Here is the cracked pane with the frame removed.









I'm just cleaning the silicone off the glass and frame now to get it ready to silicone in new pane.

I hope this helps someone, I'll add pics of the new glass going in when I get to it.

Have a great day!


----------



## Tiwaz (May 5, 2011)

Good luck with this,where did you find the re-mov?


----------



## hdrob (Dec 6, 2010)

I found the re-mov at rona in the adhesives section.

I guess I should up date the thread...

After cutting out the inside corners free of silicone, I applied new silicone to the edges where the new pane will sit. I placed the new pane in and lightly clamped it. There are some small plastic spacers that AGA used to keep the silicone the right thickness. I lost a couple of them but I was able to manage the same thickness with light clamping. I resealed the inside corners of the tank and siliconed the top brace to the tank at this time as well. I left the bottom brace off till the new pane was secured to tank.

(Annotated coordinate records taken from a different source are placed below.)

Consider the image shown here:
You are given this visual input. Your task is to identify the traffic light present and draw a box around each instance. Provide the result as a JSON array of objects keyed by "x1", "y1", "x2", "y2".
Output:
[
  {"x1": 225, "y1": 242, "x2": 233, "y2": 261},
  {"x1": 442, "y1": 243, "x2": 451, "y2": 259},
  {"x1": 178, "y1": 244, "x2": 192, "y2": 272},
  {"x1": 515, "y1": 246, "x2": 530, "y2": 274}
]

I let it sit for 2 weeks to be sure the silicone was cured.









once the silicone cured i cleaned up tank again and siliconed the bottom brace on. I let that set for a day then filled the tank.

Its been holding water for a week now.









I have 2 of my best cats on security detail!


----------



## Tiwaz (May 5, 2011)

Good job, I broke the brace on my 55g when i tried taking it off. I'll have to look for re-mov before I try that again.


----------



## ludds (Sep 7, 2010)

Great info on repairing the front pane, I have the same problem. Picked up a 130 gallon w/ stand for free but the front pane is cracked just like your tank. Btw where did you buy your glass and how thick was it. Thank in advance


----------



## hdrob (Dec 6, 2010)

I ordered the glass from a local glass shop. I think it was 12mm. I would measure the glass that your tank is made of and replace it with the same thickness.


----------



## Fishman21 (Apr 26, 2010)

Thanks! this is a major find - i have always cut the silicone with a carpet knife and the seal is difficult to break - this will make things much easier.

what is the going rate ($$) for 12mm?


----------



## Vman (Jan 20, 2011)

Great info. Anyone know where I can buy the whole top frame with bracing for a 6'x18"?


----------



## bonsai dave (Apr 21, 2010)

Great post. It' going to be very helpful in the spring. I recently picked up a ada 65 gallon cube garden but it needs to be resealed . When I started to remove the silicone the front panel separate and come off.


----------